3. 被告は,原告国際空手道連盟極真会館に対し,100万円(中略)を支払え。
[裁判所の判断の抜粋]
争点1(本件各商標の商標登録が商標登録の無効の審判により無効にされるべきものと認められるか)について
被告は,本件各商標が,公の秩序又は善良の風俗を害するおそれがある商標(商標法4条1項7号)又は他人の業務に係る商品又は役務を表示するものとして需要者の間に広く認識されている商標であって,不正の目的をもって使用をするもの(同項19号)に当たる旨主張しました。
国際空手道連盟極真会館がB死亡後に内部分裂したことや本件各商標が原告極真会館を含む内部分裂後の諸派全体を示すものとして需要者に認識されていることが認められるとしても,その余の事実を認めるに足りる証拠がないから,本件各商標の商標登録が無効にされるべきものとは認められないと判示しました。
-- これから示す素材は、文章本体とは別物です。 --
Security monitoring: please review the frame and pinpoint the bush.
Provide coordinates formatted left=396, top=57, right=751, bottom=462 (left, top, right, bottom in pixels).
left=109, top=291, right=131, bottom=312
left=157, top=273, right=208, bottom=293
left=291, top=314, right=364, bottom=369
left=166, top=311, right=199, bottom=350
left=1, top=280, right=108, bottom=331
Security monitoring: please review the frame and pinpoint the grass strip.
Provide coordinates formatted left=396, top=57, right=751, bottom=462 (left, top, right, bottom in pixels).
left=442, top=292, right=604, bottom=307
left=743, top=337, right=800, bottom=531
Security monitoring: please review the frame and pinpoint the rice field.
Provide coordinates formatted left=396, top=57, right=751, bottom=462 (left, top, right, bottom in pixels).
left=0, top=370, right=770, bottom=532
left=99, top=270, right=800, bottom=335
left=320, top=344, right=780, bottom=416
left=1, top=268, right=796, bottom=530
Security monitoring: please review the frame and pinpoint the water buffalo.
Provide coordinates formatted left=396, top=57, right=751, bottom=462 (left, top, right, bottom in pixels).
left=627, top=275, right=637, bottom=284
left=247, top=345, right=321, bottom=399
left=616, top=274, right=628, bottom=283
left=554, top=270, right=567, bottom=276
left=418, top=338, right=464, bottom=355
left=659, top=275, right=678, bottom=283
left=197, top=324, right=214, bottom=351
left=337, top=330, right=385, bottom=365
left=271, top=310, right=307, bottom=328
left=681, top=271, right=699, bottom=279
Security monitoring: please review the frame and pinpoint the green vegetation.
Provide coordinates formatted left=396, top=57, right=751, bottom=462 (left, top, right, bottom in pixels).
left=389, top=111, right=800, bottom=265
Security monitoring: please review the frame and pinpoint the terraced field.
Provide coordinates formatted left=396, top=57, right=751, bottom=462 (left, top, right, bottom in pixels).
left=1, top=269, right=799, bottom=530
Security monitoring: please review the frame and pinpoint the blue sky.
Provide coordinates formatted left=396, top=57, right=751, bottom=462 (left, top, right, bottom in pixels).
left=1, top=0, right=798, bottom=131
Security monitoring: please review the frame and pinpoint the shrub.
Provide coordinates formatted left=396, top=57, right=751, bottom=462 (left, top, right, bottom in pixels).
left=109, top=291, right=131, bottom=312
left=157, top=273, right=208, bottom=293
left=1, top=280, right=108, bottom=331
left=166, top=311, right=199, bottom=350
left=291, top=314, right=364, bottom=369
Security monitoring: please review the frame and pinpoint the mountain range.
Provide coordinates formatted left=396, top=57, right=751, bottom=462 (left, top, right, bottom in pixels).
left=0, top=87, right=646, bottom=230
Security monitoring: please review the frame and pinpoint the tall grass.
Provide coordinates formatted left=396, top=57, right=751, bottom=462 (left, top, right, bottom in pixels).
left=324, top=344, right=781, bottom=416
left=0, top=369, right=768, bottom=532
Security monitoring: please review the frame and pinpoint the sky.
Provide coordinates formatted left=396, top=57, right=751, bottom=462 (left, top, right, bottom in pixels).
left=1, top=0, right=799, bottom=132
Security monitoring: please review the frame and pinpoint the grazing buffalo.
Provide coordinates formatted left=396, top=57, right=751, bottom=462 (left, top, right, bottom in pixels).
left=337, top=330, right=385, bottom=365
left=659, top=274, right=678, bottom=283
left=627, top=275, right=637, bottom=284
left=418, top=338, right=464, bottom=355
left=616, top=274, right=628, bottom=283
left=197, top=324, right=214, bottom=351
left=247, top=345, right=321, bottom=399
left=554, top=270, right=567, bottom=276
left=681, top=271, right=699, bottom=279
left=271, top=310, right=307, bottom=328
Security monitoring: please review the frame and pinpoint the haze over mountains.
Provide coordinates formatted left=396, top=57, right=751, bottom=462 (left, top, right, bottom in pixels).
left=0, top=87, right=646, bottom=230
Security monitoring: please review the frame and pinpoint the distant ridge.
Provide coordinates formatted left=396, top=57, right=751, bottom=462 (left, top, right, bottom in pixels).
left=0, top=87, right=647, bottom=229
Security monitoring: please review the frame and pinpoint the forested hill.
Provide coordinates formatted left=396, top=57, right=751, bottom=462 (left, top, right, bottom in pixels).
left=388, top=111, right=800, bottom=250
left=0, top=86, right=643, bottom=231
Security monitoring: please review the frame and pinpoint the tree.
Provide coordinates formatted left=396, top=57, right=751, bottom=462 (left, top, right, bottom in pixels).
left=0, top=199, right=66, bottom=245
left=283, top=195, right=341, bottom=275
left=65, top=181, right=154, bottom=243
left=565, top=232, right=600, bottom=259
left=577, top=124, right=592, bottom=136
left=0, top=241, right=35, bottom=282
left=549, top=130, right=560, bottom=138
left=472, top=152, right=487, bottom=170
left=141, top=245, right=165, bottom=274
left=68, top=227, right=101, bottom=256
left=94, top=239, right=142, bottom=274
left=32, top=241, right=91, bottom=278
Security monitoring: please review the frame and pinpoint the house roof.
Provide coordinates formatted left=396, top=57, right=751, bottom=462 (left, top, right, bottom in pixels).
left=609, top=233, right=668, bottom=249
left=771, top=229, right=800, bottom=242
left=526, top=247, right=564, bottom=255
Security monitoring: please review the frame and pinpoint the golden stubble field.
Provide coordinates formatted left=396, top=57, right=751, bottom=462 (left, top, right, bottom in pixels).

つまり、内部分裂等は、商標登録の公序良俗違反や不正目的の証拠とならないということです。
争点2(被告標章が普通名称又は慣用商標であり商標権の効力が及ばない商標に当たるか)について
被告は,被告が教授する空手流派は極真空手と表現する以外に表現のしようがないから,被告標章は普通名称又は慣用商標であり商標権の効力が及ばない旨主張しました。
しかし,そもそも,極真空手は空手流派の一派なのであるから,本件商標権の指定商品・役務である第25類の「被服,空手衣」,第41類の「空手の教授,空手の興行の企画・運営又は開催」の普通名称又は慣用商標のいずれにも当たらないと判示しています。
つまり、極真空手は空手流派の一派だから、空手衣や空手の教授の普通名称や慣用商標ではないということです。
争点5(原告Aの損害)について
被告が侵害行為により受けた利益について
1. 被告道場での空手の教授に係る侵害行為により受けた利益
被告の利益のうちの5%が原告Aの損害と認めるのが相当であり,そうであるから,25万円が原告Aが受けた損害の額になる。
2. 空手の興行の企画,運営又は開催に係る侵害行為により受けた利益
被告の利益のうちの5%を原告Aの損害と認めるのが相当であり,そうであるから,第一回大会につき8480円,第二回大会につき3万8760円の合計4万7240円が原告Aの損害の額になる。
商標法38条2項の適用を認めた上で、利益の5%を損害額と認定しています。商標の利益への寄与度を5%と判示している点が勉強になります。